User can run on multiple resources:
4
www.swiftlang.org
Cluster interactive node
swift
Output
Logs
Cluster file server
Input
Swift
script
Applications
config
files
UChicago UC3
UC3 seeder nodes
Midwest T2 nodes
OSG VO nodes
Beagle Cray
Cray XE 24-core nodes
Uchicago Midway
Sandybridge nodes
Westmere nodes
Department nodes
5. Swift’s location-independent scripting
lets the user focus on science
Example of running 3,000 jobs to 3 hosts including the UC3 campus
collective:
The user started on a basic login host processing 10 files and moved up to a
3,000 file dataset, changing only the dataset name and a site-specification
list to get to the resources above
Expanded the scope of their computations from one node to hundreds or
thousands of cores
User didn’t need to look at what sites were busy, or adjust arcane scripts,
to get to these resources.
5
www.swiftlang.org
Midway 289
Beagle 1070
UC3 1641
Total 3000
6. Swift is a parallel scripting system for grids, clouds and clusters
– for loosely-coupled applications - application and utility programs linked by
exchanging files
Swift is easy to write: simple high-level C-like functional language
– Small Swift scripts can do large-scale work
Swift is easy to run: contains all services for running Grid workflow - in one
Java application
– Untar and run – acts as a self-contained Grid client
Swift is fast: uses efficient, scalable and flexible distributed execution
engine.
– Scales to range of 1M tasks per script run
Swift usage is growing:
– applications in earth systems sciences, neuroscience, proteomics, molecular
dynamics, biochemistry, economics, statistics, and more.

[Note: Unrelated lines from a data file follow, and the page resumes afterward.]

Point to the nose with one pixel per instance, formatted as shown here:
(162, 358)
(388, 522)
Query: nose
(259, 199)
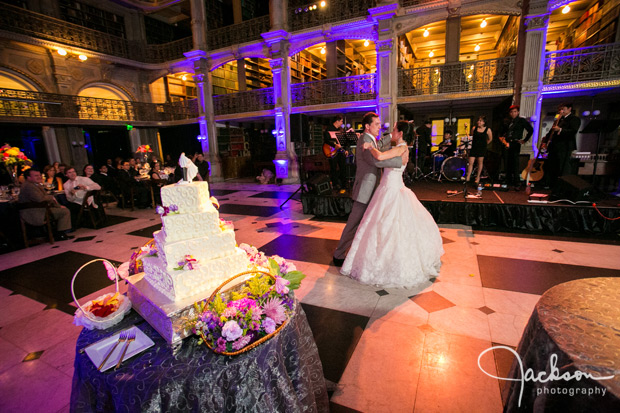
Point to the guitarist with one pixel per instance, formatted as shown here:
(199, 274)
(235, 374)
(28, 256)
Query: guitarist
(560, 142)
(337, 163)
(512, 137)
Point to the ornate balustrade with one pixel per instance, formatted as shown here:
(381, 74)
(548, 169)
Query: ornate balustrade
(343, 89)
(241, 102)
(243, 32)
(21, 21)
(38, 105)
(582, 64)
(300, 17)
(457, 77)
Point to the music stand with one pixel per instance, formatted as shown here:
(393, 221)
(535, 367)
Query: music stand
(600, 126)
(302, 174)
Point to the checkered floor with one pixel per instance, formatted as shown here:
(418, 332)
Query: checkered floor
(381, 349)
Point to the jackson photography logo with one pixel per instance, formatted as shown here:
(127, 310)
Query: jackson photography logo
(547, 377)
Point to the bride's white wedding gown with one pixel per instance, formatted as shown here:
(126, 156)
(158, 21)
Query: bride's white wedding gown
(397, 244)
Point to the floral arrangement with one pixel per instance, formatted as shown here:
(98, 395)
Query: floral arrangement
(144, 149)
(231, 322)
(12, 156)
(163, 211)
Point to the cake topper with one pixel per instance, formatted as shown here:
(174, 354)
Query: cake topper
(189, 169)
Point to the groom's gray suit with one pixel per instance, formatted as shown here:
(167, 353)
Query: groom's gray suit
(367, 176)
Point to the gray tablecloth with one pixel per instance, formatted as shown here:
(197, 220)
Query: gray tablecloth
(283, 374)
(579, 323)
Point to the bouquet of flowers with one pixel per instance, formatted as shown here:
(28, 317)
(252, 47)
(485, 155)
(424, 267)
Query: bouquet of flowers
(144, 149)
(233, 322)
(12, 156)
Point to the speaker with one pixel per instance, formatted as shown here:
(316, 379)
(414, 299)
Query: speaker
(319, 184)
(300, 128)
(573, 188)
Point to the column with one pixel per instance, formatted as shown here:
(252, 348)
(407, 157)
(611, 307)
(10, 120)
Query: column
(285, 161)
(531, 96)
(453, 39)
(51, 144)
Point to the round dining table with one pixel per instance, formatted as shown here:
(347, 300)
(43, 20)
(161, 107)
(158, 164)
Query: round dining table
(283, 374)
(568, 358)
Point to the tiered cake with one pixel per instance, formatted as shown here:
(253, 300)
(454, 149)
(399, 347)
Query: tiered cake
(195, 252)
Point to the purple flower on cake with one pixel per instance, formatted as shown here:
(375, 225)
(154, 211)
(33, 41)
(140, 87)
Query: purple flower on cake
(269, 325)
(231, 331)
(281, 285)
(273, 309)
(242, 342)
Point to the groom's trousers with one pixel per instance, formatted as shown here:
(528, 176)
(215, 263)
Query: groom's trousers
(348, 233)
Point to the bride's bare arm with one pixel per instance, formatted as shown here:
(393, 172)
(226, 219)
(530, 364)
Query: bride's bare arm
(381, 156)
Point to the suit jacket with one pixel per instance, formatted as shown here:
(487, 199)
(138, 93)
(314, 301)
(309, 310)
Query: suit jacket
(368, 171)
(30, 192)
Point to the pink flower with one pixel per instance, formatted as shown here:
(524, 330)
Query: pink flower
(231, 331)
(281, 285)
(273, 309)
(269, 325)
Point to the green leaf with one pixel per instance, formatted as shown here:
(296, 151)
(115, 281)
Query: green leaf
(274, 268)
(294, 277)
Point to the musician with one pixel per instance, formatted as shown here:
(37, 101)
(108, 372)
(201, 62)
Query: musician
(447, 147)
(560, 142)
(425, 141)
(337, 163)
(512, 137)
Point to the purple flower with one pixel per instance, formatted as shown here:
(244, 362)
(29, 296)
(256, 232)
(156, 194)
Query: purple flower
(269, 325)
(242, 342)
(281, 285)
(231, 331)
(273, 309)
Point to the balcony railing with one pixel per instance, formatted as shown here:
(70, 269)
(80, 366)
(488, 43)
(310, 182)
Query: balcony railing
(457, 77)
(243, 32)
(343, 89)
(301, 17)
(27, 104)
(241, 102)
(21, 21)
(586, 63)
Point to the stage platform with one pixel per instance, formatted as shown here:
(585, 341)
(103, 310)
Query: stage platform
(495, 208)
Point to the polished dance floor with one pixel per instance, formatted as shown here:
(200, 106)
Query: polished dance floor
(382, 350)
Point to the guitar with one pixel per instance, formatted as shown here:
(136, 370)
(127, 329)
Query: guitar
(330, 151)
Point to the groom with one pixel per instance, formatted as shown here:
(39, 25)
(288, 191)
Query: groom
(366, 179)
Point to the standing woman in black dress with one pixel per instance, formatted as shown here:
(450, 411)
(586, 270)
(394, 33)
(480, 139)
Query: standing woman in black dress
(481, 137)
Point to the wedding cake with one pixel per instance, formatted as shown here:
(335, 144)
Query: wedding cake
(195, 251)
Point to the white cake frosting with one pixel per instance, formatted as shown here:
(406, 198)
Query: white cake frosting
(194, 230)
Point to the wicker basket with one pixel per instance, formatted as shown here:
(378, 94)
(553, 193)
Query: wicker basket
(85, 318)
(257, 342)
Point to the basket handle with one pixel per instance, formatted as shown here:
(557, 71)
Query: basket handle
(86, 313)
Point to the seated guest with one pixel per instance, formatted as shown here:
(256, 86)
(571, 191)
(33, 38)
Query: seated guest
(50, 178)
(126, 182)
(32, 191)
(75, 190)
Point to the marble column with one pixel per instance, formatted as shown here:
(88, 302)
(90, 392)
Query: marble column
(533, 70)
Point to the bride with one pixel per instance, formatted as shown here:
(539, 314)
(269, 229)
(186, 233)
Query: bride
(397, 243)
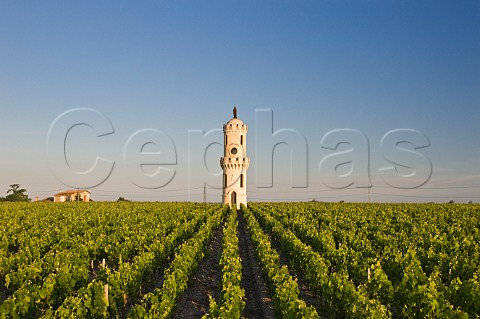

Try Swift: www.swiftlang.org
6
www.swiftlang.org
8. Face-IT: Framework to Advance Climate,
Economic, and Impact Investigations with
Information Technology
8
www.ci.uchicago.edu/swift www.mcs.anl.gov/exm
• Collaboration between University of Chicago, Columbia
University, Purdue University, and the University of Florida
• Galaxy – scientific workflow system
• Combine the best parts of Swift and Galaxy, and apply to
Earth Systems
The Swift parallel scripting language is a high-level language to express the coordinated and parallel execution of application programs and scripts written in any other scripting or programming language.It was developed in 2006, and is a successor to less flexible workflow languages from which it was inspired, which started around 2001.It’s a minimal language, meant to knit together tools for other languages. This need is pervasive across scientific disciplines, and we work to apply Swift broadly.But its particularly relevant tp Earth Systems sciences, where simulations and instruments typically present their outputs are large datasets of many files.Regarding parallism: the user application tools which a Swift script executes may themselves be parallel programs that use many cores or many nodes on a cluster or supercomputer.Regarding location: express the flow of your computations, and keep the plumbing details and the machine-specific details out of this dataflow description. That gives flexibility, and lets optimizing tools like Swift implement the mechanical but complex aspects of portable distributed execution.